Planning for your Unique Assets
We each contribute to our lives, families, jobs, and dependents every day. But what are the things unique to your life? What are the things that, right now, only you can provide? Ask yourself: "what would happen if I'm not around to take on this responsibility?"
Over the course of our lives it takes us years to acquire certain skills, experience, and characteristics that govern the kinds of responsibilities we each take on, and shape the way we handle those responsibilities. It's these personal "assets" that make estate planning so important.
Take, for example, your long-living pets. For the most part, you can set up simple pet trusts or name guardians for common pets such as cats or dogs. But what about the not so common pets? Horses, turtles, or parrots?
Last week I spent some time at one of my favorite ranches in Coconut Creek, FL. Before going for a ride I pitched in at the stables by feeding and grooming the horses. I chatted with a few of the owners about their experiences with their pets and it was so interesting to see how knowledgeable each owner was about the particular personality of their horse.
In the midst of my conversation with an owner, one of the horses started banging on his stable door and creating a racket! The owner turns to me and says, "Oh, he just wants you to acknowledge he's here, he tends to act like a teenager sometimes." Then he yelled "That's enough, Mickey!" and the horse wallowed off to the other end of his stable.
See, that particular understanding of Mickey's personality traits are just one of the things that makes being Mickey's owner unique. That, and of course, the willingness to care for Mickey for the roughly 30 years he is expected to be living. The costs of caring for and maintaining a horse, are far beyond what it costs to raise an average human child! Not to mention the fact that the older a horse gets, the more dependent it is on it's owner. These are just a few reasons why it's so important to preserve and include the special skills and knowledge you've gained as a pet-owner in your estate plan.

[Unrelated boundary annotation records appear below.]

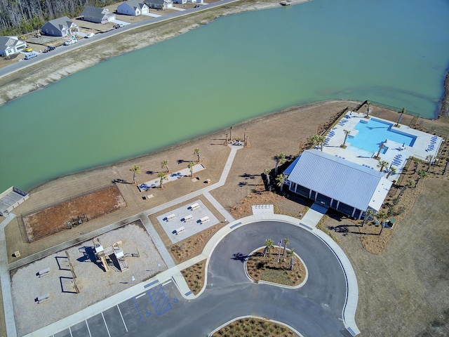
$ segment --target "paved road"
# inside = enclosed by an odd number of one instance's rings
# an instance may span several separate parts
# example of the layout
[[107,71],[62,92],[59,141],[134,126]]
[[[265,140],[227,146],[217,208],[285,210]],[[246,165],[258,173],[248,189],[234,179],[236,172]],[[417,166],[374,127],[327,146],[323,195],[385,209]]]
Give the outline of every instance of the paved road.
[[[245,256],[267,238],[276,242],[284,237],[308,268],[306,284],[288,289],[251,282],[243,261],[236,260],[234,254]],[[173,282],[148,284],[147,289],[54,336],[206,336],[244,315],[283,322],[304,336],[347,336],[342,334],[347,288],[340,264],[319,238],[292,225],[259,222],[227,234],[210,257],[207,288],[196,299],[182,298]]]

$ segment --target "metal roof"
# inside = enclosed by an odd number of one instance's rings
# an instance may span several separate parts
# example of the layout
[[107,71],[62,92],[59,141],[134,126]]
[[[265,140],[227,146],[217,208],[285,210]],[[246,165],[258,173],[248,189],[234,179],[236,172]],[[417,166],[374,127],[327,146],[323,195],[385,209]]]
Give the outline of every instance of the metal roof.
[[288,180],[363,211],[379,211],[391,186],[382,172],[317,150],[302,152]]

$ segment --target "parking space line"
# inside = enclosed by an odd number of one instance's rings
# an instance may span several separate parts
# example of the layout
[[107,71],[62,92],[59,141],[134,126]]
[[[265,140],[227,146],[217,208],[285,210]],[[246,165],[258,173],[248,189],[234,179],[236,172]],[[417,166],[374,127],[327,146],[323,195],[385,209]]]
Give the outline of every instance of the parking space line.
[[86,326],[87,326],[87,331],[89,331],[89,336],[92,337],[92,333],[91,333],[91,329],[89,329],[89,324],[87,323],[87,319],[86,321]]
[[138,308],[138,303],[135,303],[135,300],[133,298],[133,302],[134,303],[134,305],[135,305],[135,310],[138,310],[138,314],[139,314],[139,317],[140,317],[140,321],[143,323],[143,319],[142,319],[142,316],[140,316],[140,312],[139,311],[139,308]]
[[120,308],[117,305],[117,308],[119,309],[119,312],[120,312],[120,317],[121,317],[121,320],[123,322],[123,325],[125,326],[125,329],[126,329],[126,332],[128,332],[128,328],[126,327],[126,324],[125,324],[125,320],[123,319],[123,317],[121,315],[121,311],[120,310]]
[[105,326],[106,326],[106,331],[107,331],[107,334],[109,337],[111,337],[111,333],[109,333],[109,329],[107,328],[107,324],[106,324],[106,319],[105,319],[105,315],[103,315],[102,311],[101,312],[101,317],[103,317],[103,322],[105,322]]

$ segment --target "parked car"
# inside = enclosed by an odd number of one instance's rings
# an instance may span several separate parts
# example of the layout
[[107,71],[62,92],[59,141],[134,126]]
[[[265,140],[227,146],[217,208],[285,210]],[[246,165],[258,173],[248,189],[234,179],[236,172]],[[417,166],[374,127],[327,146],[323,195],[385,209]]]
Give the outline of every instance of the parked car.
[[49,51],[54,51],[55,49],[56,49],[55,47],[49,46],[43,50],[43,53],[48,53]]
[[76,44],[76,42],[78,42],[76,39],[72,39],[64,42],[64,46],[70,46],[71,44]]
[[39,54],[35,51],[32,51],[31,53],[29,53],[27,55],[25,55],[25,60],[29,60],[30,58],[35,58]]

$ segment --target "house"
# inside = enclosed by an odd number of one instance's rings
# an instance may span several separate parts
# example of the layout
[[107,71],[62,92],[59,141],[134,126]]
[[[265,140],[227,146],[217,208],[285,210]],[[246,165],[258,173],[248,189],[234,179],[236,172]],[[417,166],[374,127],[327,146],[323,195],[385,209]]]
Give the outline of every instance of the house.
[[115,20],[115,14],[109,12],[105,8],[99,8],[98,7],[92,7],[86,6],[81,12],[81,16],[83,20],[95,23],[107,23]]
[[41,27],[41,31],[46,35],[66,37],[72,35],[74,32],[79,32],[79,27],[69,18],[63,16],[48,21]]
[[140,15],[147,14],[149,8],[145,3],[138,0],[130,0],[125,1],[117,7],[117,13],[119,14],[126,14],[127,15]]
[[[144,0],[147,6],[150,8],[167,9],[173,6],[172,0]],[[184,3],[185,4],[185,3]]]
[[17,54],[26,46],[27,43],[17,37],[0,37],[0,55]]
[[379,211],[392,183],[367,166],[307,150],[283,172],[288,189],[356,219]]

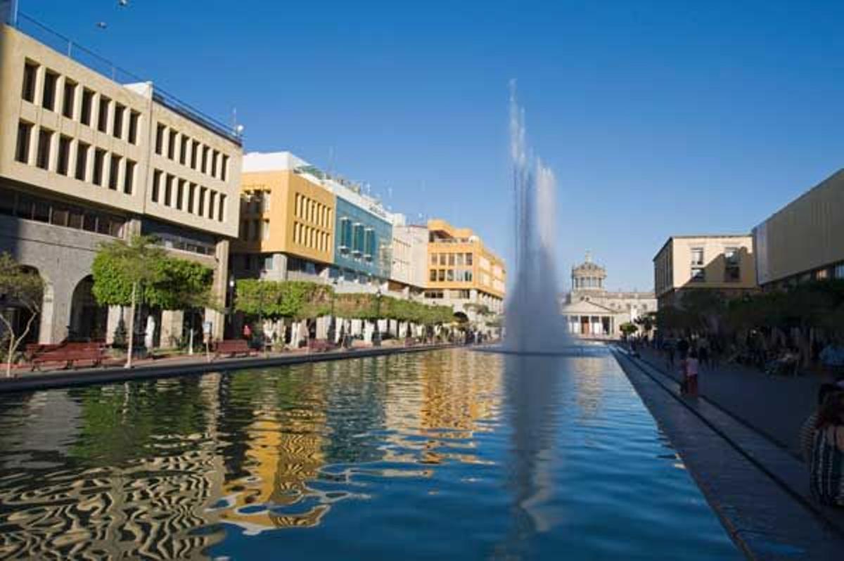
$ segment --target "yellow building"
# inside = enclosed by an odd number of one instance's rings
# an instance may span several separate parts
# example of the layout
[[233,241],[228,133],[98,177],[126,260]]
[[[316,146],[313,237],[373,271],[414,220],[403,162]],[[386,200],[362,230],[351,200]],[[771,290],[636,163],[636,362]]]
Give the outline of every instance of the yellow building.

Another great example of planning for unique assets or circumstances is a niche or cutting-edge business. Last week I also had the pleasure of visiting the Biscayne Bay Brewing Company (click one of the pics below to visit their site). I was invited to visit the brewery by co-owner Jose Mallea who was nice enough to give us a tour of their gigantic space! (Stay tuned for updates! They are opening a tap room soon.)
We all got to discussing the challenges of Florida beverage law and how craft breweries like BBBC are charged with the duty of changing the political plane in this field. To put it lightly, Jose Mallea (who happens to have worked at the White House), knows his politics! His experience with law makers has afforded him a great advantage in his new venture.
If you own a company in an industry that heavily revolves around politics and changing laws (i.e. a brewery in a city that has just become exposed to such a niche field) who would have the intellectual capacity to take care of your business after you're gone? It's important to ensure that the hard work you've put in becomes part of your long-lasting legacy!
These are only two examples of special assets and circumstances that should be carefully handled in your estate plan. What makes your life unique? Protect it by providing for its care and maintenance after you're gone.